Resignation of Secret Service Director Julia Pierson Won’t Fix Troubled Agency

By Boston Globe
Editorial Board

For the federal agency tasked with protecting the president, it’s embarrassing enough that a man could scale the White House fence and make it well into the executive mansion before being apprehended. But the Secret Service’s defensive response to the incident, including withholding key information about the breach, is a sign of deeper trouble within the agency. The announcement Wednesday that Secret Service Director Julia Pierson had resigned her post and that the Department of Homeland Security will conduct an investigation of the service shows that problems within the agency are being taken seriously. But the review shouldn’t just result in further layers of security around the White House. What’s needed is a reexamination of an internal culture that permitted serious security breaches and a failure of communication with the members of Congress who are supposed to oversee the agency.

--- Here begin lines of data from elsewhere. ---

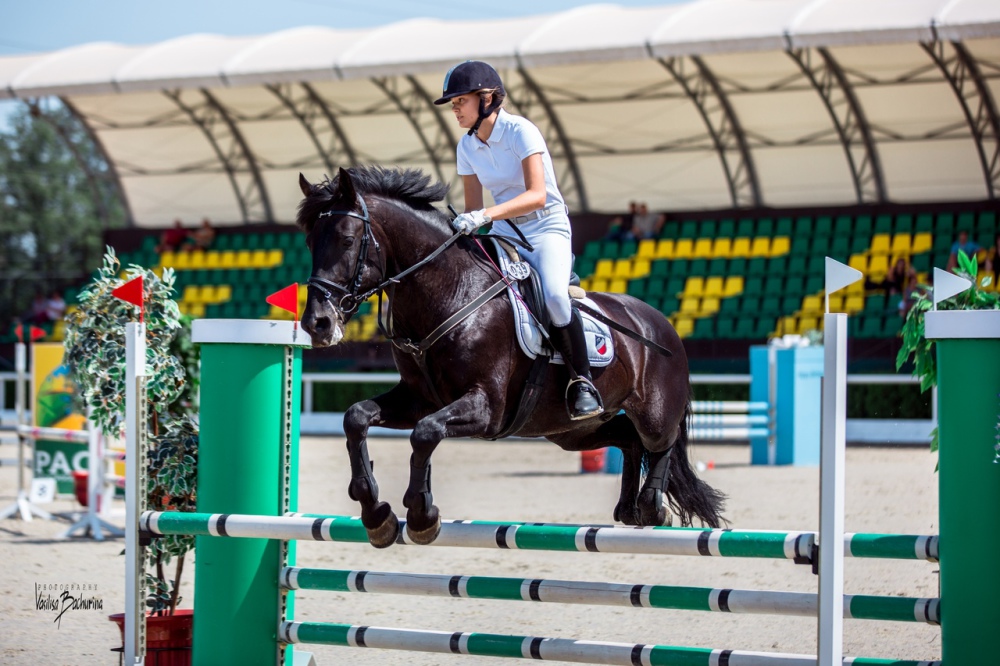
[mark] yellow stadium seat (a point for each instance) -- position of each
(880, 244)
(665, 248)
(714, 287)
(647, 249)
(761, 247)
(694, 286)
(258, 259)
(741, 248)
(812, 305)
(167, 258)
(722, 248)
(683, 248)
(640, 268)
(854, 304)
(901, 243)
(780, 245)
(734, 285)
(684, 326)
(879, 266)
(702, 249)
(859, 261)
(922, 242)
(623, 269)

On Sept. 19, Omar Gonzalez, a war veteran who is believed to be suffering from post-traumatic stress disorder, hopped the fence and ran through the unlocked front door into the first floor of the White House. It wasn’t until Gonzalez was in the East Room, well within the building, that an off-duty Secret Service officer was able to tackle him. But that was not the version of events made available to members of the House Committee on Oversight and Government Reform before their Sept. 30 hearing with Pierson. According to a press release, Gonzalez was apprehended “after entering the White House North Portico doors.” Neither the White House nor the service clarified that statement. The service also said that Gonzalez was unarmed; in fact, he had a knife. According to Representative Stephen Lynch of Massachusetts, who sits on the panel, the committee was unaware of both of those details before they were reported in The Washington Post.

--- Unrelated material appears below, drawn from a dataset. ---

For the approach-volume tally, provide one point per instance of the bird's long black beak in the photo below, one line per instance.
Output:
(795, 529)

That incident came on the heels of another security failure, in which an armed private security contractor with three prior assault and battery convictions was allowed to ride in an elevator with President Obama during his Sept. 16 visit to the Centers for Disease Control and Prevention in Atlanta. Allowing someone with a criminal record, let alone someone who is armed, within arm’s reach of the president is a direct breach of Secret Service protocol. But according to the Post, Obama was not briefed on the incident.